Where there is hatred, let me bring love.
Where there is injury, let me bring the spirit of forgiveness.
Where there is doubt, grant that I may spread thy faith.
Where there is despair, help me to give hope.
Where there is darkness, may I bring the light.
Where there is sadness, may I give joy.
O Divine Master, grant that I may not so much seek
To be consoled, as to console,
To be understood, as to understand,
To be loved, as to love, for
It is in giving that we receive,
It is in pardoning that we are pardoned,
It is in dying that we are born to eternal life.

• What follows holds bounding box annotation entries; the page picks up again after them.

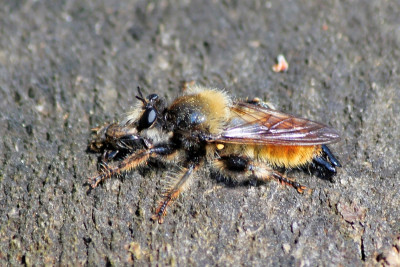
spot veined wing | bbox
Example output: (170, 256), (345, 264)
(212, 102), (340, 146)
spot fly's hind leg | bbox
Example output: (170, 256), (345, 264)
(214, 155), (306, 193)
(152, 164), (198, 224)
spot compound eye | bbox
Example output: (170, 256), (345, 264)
(137, 108), (157, 131)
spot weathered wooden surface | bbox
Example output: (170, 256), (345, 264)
(0, 0), (400, 266)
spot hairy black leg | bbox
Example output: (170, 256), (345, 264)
(152, 162), (199, 224)
(308, 145), (342, 181)
(214, 155), (306, 193)
(321, 145), (342, 167)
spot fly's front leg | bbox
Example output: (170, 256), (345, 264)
(214, 155), (306, 193)
(152, 163), (198, 224)
(89, 144), (176, 188)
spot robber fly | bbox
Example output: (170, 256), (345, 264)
(89, 86), (341, 223)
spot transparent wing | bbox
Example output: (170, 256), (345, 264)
(212, 102), (340, 146)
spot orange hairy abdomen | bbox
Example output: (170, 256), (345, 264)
(254, 145), (321, 168)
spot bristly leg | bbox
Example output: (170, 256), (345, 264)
(88, 144), (176, 188)
(308, 145), (342, 182)
(152, 163), (198, 224)
(214, 155), (307, 193)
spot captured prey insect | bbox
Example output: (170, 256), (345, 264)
(89, 86), (341, 223)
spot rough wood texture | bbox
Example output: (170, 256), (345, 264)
(0, 0), (400, 266)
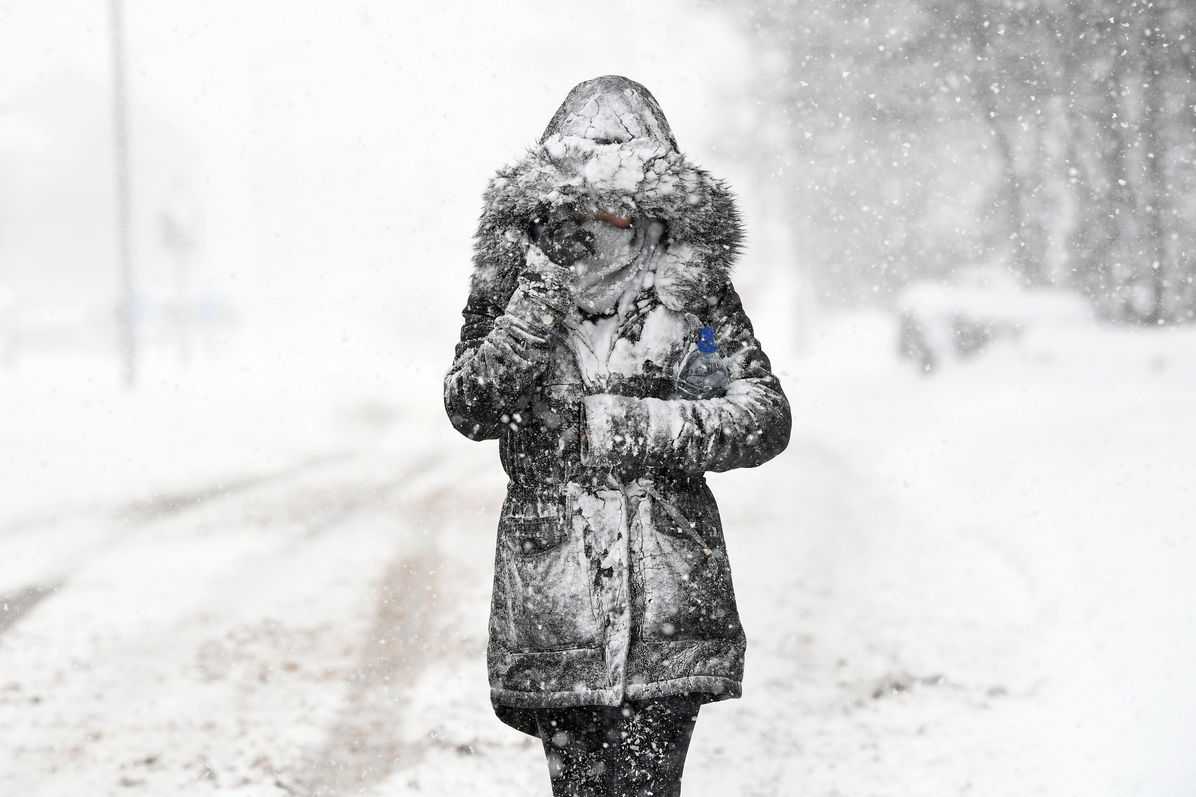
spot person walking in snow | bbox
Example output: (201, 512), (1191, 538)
(444, 75), (792, 797)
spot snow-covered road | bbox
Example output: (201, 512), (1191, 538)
(0, 313), (1196, 797)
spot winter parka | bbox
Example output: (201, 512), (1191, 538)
(444, 75), (791, 734)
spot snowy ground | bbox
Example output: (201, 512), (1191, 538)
(0, 315), (1196, 797)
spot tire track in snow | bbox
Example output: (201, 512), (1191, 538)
(0, 451), (358, 634)
(297, 458), (487, 797)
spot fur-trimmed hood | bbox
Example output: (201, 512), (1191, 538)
(474, 75), (743, 310)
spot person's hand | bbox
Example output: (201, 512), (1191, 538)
(530, 217), (594, 266)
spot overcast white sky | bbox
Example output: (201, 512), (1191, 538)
(0, 0), (775, 354)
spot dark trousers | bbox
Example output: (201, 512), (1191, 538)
(536, 695), (701, 797)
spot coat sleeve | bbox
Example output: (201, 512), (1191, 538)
(582, 286), (792, 473)
(445, 248), (566, 440)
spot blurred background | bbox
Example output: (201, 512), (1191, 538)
(0, 0), (1196, 795)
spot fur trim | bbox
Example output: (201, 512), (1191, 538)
(472, 135), (743, 312)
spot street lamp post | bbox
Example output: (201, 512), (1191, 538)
(110, 0), (138, 387)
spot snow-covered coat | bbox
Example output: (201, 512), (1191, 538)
(445, 77), (791, 734)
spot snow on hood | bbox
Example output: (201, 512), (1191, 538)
(539, 74), (677, 150)
(474, 75), (743, 309)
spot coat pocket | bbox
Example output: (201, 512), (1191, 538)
(499, 505), (600, 652)
(641, 487), (743, 641)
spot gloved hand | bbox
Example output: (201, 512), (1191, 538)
(529, 217), (594, 266)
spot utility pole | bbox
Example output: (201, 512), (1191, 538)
(110, 0), (138, 388)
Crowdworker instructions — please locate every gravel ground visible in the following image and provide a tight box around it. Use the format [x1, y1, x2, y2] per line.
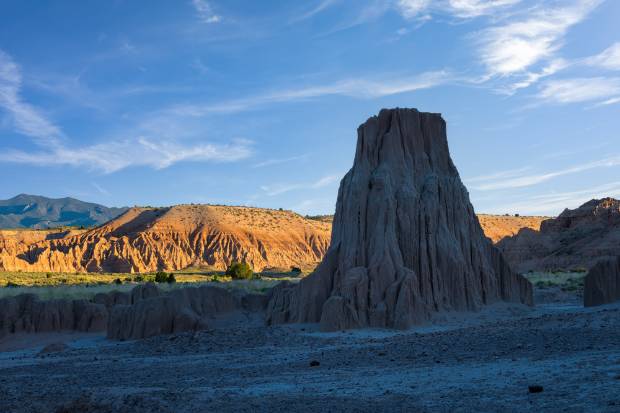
[0, 290, 620, 413]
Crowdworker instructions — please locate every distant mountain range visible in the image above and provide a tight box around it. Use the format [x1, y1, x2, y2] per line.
[0, 194, 128, 229]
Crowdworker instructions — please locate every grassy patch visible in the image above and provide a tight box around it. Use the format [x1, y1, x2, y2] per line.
[524, 271, 586, 292]
[0, 270, 299, 300]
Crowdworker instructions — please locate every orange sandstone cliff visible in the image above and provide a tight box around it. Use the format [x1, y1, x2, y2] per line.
[0, 205, 543, 272]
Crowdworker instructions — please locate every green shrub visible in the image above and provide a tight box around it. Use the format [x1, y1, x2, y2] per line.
[226, 261, 254, 280]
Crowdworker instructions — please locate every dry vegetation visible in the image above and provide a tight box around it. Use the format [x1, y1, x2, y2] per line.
[0, 269, 303, 299]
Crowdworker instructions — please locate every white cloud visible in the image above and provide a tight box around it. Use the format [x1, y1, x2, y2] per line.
[0, 50, 62, 144]
[396, 0, 431, 19]
[538, 77, 620, 103]
[586, 42, 620, 70]
[169, 70, 456, 116]
[477, 0, 601, 76]
[485, 182, 620, 215]
[192, 0, 222, 23]
[260, 174, 342, 196]
[0, 137, 252, 173]
[395, 0, 522, 20]
[290, 0, 339, 23]
[468, 156, 620, 191]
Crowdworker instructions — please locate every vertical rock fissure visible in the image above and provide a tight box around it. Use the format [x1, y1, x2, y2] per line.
[267, 109, 532, 330]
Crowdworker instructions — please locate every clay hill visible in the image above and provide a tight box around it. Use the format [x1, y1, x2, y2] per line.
[0, 205, 330, 272]
[0, 194, 127, 228]
[478, 214, 549, 244]
[267, 109, 533, 331]
[306, 214, 549, 244]
[498, 198, 620, 272]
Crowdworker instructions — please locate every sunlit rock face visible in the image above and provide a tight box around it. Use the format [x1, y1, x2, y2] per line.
[267, 109, 532, 330]
[583, 257, 620, 307]
[497, 198, 620, 272]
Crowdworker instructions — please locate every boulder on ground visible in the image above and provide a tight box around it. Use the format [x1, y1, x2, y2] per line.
[267, 109, 533, 330]
[583, 257, 620, 307]
[0, 294, 108, 336]
[107, 286, 267, 340]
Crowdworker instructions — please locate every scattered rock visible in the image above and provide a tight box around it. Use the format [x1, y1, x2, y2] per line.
[267, 109, 533, 331]
[583, 256, 620, 307]
[39, 343, 69, 355]
[497, 198, 620, 272]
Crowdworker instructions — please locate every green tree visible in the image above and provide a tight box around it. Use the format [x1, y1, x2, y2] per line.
[226, 261, 254, 280]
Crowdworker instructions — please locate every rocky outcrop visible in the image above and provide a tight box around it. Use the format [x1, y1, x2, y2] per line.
[0, 283, 268, 340]
[497, 198, 620, 272]
[306, 214, 549, 244]
[0, 205, 331, 273]
[0, 294, 108, 337]
[107, 286, 267, 340]
[0, 194, 127, 229]
[583, 257, 620, 307]
[267, 109, 532, 330]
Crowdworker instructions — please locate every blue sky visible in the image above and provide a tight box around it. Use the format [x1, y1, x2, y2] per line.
[0, 0, 620, 214]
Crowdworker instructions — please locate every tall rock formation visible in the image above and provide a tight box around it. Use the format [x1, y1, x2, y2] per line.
[583, 257, 620, 307]
[497, 198, 620, 272]
[267, 109, 532, 330]
[0, 205, 330, 273]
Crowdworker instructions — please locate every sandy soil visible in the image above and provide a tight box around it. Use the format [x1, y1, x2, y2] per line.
[0, 289, 620, 412]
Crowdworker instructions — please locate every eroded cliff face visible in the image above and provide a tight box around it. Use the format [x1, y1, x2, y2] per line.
[498, 198, 620, 272]
[267, 109, 532, 330]
[0, 205, 330, 272]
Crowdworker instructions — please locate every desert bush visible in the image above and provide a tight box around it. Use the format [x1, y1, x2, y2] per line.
[226, 261, 254, 280]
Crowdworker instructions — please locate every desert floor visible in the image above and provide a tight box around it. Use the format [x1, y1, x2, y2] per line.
[0, 288, 620, 413]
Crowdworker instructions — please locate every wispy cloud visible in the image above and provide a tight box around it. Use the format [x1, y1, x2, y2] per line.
[91, 182, 110, 196]
[260, 174, 342, 196]
[395, 0, 522, 20]
[537, 77, 620, 103]
[484, 182, 620, 215]
[472, 0, 602, 77]
[192, 0, 222, 23]
[0, 51, 252, 173]
[586, 42, 620, 70]
[290, 0, 340, 23]
[0, 50, 62, 144]
[169, 70, 456, 116]
[448, 0, 522, 18]
[466, 156, 620, 191]
[0, 137, 252, 173]
[252, 153, 309, 168]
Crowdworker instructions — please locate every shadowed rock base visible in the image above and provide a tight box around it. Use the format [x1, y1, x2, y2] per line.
[583, 257, 620, 307]
[267, 109, 532, 331]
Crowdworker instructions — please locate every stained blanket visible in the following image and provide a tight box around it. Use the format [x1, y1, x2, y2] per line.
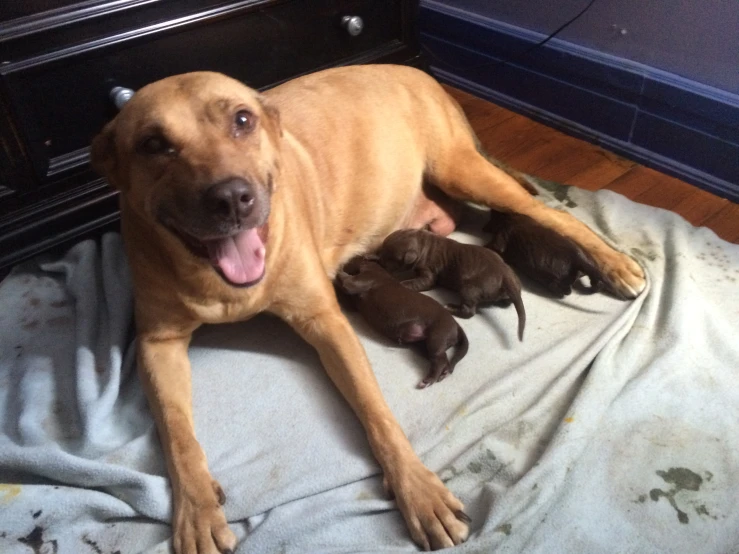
[0, 182, 739, 554]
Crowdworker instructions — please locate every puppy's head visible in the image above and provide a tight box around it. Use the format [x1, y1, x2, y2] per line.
[91, 72, 281, 286]
[380, 229, 423, 271]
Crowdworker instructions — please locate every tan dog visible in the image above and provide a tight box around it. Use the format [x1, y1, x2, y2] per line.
[92, 66, 644, 554]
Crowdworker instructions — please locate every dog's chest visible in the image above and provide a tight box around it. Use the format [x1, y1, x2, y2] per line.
[185, 293, 261, 323]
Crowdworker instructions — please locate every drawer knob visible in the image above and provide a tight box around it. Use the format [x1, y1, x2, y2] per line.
[110, 87, 134, 110]
[341, 15, 364, 37]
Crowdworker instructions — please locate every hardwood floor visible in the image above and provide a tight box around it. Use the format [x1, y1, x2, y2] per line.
[445, 86, 739, 243]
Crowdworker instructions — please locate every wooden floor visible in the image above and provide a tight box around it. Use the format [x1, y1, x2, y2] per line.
[445, 86, 739, 243]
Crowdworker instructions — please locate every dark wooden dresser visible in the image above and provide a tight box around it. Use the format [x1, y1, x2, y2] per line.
[0, 0, 420, 271]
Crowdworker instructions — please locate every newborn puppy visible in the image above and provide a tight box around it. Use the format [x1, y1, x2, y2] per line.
[337, 260, 469, 389]
[379, 229, 526, 340]
[483, 210, 603, 298]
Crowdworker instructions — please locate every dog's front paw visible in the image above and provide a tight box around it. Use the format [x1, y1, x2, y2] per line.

The Supreme Being Who created the universe in order to taste His own Bliss has fulfilled that divine purpose, when the little self which had perverted and thwarted it is sacrificed at the altar of His Omnipresent Being, and He rejoices in His own Cosmic Conscious Being. The spiritual aspirant who undertook the path with the assumption that the world was a reality apart from God - duality - and his ego was somehow real - pluralism - ultimately ends in a direct realisation of Unity or Oneness - regarding God as the Reality in which the self and the world somehow inexplicably appear. Because the Supreme Reality is transcendental, they who walk the different paths to It, and arrive at It, discover that intellect and language are totally inadequate instruments of expression. Expression belongs to duality - but yoga and the intuitive realisation leads to reveal Unity. Some say It is One, others say It is dualistic or pluralistic - but it is an undeniable verity that experience of all these sages is the One Supreme Reality.
The end,
but may it be the beginning of a new divine life for you!